Die Aufarbeitung der Behörden nach dem Schuss eines Polizisten auf einen Bundeswehrsoldaten in Erding bei München kommt weiterhin nicht wirklich voran. «Wir prüfen derzeit genau, weshalb in diesem Fall die Öffentlichkeit offenbar nur unzureichend über die Übung informiert wurde», sagte Bayerns Innenminister Joachim Herrmann (CSU) in München.
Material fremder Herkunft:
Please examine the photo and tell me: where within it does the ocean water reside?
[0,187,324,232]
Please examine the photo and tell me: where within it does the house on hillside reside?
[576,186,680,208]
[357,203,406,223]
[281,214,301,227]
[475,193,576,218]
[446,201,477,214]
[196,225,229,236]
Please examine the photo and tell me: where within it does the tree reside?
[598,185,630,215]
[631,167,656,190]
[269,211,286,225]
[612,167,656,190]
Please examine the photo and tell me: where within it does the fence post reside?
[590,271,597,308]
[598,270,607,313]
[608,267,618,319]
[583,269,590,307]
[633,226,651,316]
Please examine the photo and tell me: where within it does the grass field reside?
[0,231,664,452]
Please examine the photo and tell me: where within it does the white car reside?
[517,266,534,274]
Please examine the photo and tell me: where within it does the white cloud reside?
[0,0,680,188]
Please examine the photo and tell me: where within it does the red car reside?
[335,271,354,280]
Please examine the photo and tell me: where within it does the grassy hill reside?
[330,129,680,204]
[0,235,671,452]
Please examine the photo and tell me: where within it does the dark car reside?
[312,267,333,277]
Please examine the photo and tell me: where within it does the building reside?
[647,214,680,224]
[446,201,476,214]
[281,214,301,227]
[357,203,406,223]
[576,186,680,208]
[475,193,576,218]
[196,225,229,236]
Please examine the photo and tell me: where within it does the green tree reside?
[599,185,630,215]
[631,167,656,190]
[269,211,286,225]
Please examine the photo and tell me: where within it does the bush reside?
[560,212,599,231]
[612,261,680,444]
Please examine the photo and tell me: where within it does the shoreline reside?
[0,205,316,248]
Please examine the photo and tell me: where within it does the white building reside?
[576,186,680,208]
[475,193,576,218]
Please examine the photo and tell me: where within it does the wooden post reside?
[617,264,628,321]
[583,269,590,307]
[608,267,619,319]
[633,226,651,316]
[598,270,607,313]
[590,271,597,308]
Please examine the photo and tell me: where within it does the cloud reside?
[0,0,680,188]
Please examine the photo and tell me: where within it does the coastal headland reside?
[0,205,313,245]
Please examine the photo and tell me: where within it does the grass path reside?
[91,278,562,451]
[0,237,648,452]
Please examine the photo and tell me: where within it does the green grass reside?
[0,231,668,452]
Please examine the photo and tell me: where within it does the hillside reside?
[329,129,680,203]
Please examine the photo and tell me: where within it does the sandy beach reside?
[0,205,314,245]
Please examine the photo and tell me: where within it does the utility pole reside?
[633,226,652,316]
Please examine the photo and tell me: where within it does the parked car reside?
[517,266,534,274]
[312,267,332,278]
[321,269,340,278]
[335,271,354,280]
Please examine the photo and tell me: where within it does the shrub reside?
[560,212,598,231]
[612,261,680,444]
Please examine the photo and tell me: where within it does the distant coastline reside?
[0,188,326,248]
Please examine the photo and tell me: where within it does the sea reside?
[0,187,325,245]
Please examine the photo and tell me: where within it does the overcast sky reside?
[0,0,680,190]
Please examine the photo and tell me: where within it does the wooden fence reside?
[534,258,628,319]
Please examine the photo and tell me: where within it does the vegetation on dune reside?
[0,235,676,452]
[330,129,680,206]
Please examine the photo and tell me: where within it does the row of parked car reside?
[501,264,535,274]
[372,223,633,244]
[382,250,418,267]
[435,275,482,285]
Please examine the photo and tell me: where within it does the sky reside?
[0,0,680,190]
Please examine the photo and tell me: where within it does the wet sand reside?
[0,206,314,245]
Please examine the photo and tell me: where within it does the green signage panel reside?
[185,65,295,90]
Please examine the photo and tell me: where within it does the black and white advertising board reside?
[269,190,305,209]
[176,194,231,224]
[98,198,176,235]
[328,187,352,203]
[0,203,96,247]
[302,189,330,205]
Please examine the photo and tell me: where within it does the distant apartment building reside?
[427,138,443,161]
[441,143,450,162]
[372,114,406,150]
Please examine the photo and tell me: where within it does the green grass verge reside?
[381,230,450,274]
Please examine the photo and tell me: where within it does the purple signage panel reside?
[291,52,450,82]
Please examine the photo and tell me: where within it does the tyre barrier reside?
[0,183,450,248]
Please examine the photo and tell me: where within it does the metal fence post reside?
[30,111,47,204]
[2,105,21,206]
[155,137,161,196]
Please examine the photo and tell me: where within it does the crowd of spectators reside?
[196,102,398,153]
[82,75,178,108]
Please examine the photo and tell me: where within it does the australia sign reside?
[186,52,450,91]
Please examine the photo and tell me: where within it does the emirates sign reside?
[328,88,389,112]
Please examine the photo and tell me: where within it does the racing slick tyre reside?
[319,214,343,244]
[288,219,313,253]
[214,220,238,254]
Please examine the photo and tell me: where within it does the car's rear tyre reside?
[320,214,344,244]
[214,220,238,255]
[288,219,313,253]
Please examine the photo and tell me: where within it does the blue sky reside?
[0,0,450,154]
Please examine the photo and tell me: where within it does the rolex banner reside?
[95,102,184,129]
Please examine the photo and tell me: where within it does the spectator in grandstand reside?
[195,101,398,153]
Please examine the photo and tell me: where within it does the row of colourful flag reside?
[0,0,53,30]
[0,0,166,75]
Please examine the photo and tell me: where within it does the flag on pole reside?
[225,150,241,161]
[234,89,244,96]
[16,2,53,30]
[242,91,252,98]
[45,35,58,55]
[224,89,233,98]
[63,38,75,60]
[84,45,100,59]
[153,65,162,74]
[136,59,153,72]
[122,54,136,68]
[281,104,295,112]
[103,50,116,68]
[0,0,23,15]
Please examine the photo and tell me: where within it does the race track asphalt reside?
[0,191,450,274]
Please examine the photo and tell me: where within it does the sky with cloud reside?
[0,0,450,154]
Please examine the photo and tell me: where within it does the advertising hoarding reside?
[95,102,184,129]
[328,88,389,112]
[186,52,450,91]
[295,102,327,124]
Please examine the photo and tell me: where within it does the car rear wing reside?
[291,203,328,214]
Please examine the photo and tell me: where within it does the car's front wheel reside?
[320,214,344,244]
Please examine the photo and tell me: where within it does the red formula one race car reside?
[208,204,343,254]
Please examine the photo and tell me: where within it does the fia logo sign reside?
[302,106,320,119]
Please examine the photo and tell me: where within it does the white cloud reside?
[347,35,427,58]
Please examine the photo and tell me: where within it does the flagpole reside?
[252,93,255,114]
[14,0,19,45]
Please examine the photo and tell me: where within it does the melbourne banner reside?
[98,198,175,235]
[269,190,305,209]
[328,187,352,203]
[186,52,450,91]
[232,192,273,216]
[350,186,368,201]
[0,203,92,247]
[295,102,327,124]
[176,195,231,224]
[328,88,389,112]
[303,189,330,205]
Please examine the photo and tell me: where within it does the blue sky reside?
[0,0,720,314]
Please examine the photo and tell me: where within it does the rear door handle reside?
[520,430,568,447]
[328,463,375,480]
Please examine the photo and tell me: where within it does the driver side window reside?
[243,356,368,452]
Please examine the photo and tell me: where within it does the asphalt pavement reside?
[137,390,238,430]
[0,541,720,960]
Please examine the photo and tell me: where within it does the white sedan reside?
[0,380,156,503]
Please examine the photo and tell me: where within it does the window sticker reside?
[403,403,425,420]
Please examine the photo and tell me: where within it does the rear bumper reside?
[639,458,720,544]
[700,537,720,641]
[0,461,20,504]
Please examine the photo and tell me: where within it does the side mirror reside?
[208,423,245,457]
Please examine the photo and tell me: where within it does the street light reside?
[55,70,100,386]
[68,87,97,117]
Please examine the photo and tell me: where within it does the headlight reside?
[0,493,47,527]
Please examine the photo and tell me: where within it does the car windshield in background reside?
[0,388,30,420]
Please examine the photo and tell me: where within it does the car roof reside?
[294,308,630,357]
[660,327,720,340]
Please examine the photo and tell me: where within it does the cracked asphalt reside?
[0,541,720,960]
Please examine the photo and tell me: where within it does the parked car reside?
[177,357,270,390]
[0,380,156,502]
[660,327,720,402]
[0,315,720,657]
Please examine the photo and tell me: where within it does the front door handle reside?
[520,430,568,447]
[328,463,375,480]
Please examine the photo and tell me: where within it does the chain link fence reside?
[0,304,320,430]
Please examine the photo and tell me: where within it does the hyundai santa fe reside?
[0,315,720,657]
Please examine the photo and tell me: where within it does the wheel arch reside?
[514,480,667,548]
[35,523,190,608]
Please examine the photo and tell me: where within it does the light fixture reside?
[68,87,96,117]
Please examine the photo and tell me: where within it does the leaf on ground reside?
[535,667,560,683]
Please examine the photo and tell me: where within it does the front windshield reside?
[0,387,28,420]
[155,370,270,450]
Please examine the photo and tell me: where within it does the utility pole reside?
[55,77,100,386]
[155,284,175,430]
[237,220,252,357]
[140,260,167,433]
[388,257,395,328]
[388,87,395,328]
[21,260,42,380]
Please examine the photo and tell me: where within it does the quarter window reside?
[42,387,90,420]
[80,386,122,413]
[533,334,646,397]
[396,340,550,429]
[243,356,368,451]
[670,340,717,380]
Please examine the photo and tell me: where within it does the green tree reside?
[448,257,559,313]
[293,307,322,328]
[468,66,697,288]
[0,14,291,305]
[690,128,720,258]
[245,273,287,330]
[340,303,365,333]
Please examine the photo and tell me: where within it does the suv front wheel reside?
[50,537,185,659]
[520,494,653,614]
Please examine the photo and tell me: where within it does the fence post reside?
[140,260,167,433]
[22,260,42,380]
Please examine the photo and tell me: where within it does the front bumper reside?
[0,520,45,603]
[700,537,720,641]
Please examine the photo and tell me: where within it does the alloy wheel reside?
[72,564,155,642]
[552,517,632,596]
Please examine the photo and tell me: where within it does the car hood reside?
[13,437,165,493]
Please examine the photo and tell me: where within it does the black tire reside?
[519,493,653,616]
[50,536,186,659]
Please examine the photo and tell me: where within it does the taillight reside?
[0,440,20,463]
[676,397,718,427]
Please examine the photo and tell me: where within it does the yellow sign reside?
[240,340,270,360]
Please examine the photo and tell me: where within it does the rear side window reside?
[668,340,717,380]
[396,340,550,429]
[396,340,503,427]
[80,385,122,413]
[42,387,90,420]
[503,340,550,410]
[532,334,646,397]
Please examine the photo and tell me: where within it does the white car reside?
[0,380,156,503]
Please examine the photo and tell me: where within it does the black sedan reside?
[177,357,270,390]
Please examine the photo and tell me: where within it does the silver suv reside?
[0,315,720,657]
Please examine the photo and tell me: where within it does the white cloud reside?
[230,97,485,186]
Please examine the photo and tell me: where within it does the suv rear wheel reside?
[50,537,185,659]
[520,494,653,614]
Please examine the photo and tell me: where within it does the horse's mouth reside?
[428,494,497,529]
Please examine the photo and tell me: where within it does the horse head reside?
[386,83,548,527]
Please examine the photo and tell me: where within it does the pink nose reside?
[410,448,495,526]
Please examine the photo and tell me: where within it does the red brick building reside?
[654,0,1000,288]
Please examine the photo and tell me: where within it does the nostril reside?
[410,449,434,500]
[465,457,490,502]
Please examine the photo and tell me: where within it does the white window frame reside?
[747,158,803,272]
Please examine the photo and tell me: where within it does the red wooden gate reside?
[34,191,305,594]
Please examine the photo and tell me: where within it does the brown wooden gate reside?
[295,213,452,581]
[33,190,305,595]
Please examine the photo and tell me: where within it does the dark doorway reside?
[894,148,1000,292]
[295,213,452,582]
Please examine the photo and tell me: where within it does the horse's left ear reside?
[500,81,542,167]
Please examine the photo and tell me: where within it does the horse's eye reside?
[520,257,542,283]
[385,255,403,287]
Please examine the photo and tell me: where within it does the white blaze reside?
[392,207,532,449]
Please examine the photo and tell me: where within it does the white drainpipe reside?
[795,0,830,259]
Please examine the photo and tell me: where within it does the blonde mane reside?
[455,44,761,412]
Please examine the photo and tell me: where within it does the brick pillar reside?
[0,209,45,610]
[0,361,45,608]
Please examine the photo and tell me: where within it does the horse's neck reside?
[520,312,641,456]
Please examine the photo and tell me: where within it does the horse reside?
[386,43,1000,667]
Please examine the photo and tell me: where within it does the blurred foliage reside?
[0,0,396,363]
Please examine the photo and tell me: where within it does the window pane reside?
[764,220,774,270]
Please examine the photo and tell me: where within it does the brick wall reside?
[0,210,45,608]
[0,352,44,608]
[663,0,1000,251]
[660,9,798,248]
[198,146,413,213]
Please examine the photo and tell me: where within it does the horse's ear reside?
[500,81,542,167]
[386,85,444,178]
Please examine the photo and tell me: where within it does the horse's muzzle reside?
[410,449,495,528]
«Eine solche Situation darf sich nicht wiederholen»
In Zukunft müsse sichergestellt sein, dass auch die Medien rechtzeitig vom Veranstalter über Ort und Zeit der Übung informiert würden, damit die breite Öffentlichkeit frühzeitig und transparent in Kenntnis gesetzt werde, sagte Herrmann weiter. «Dazu stehen wir bereits im intensiven Austausch mit allen Beteiligten und prüfen, an welchen Stellschrauben nachjustiert werden muss. Eine solche Situation darf sich nicht wiederholen.»
Am Mittwoch vergangener Woche war es zu Beginn der Bundeswehr-Großübung «Marshal Power» zu einem schweren Zwischenfall gekommen. Ein Bundeswehr-Angehöriger mit Schusswaffe war von einem Bürger als möglicher Gefahrenherd erkannt worden, er hatte die Polizei informiert. In der Folge kam es zu einem Schusswechsel, der Bundeswehr-Feldjäger wurde leicht verletzt.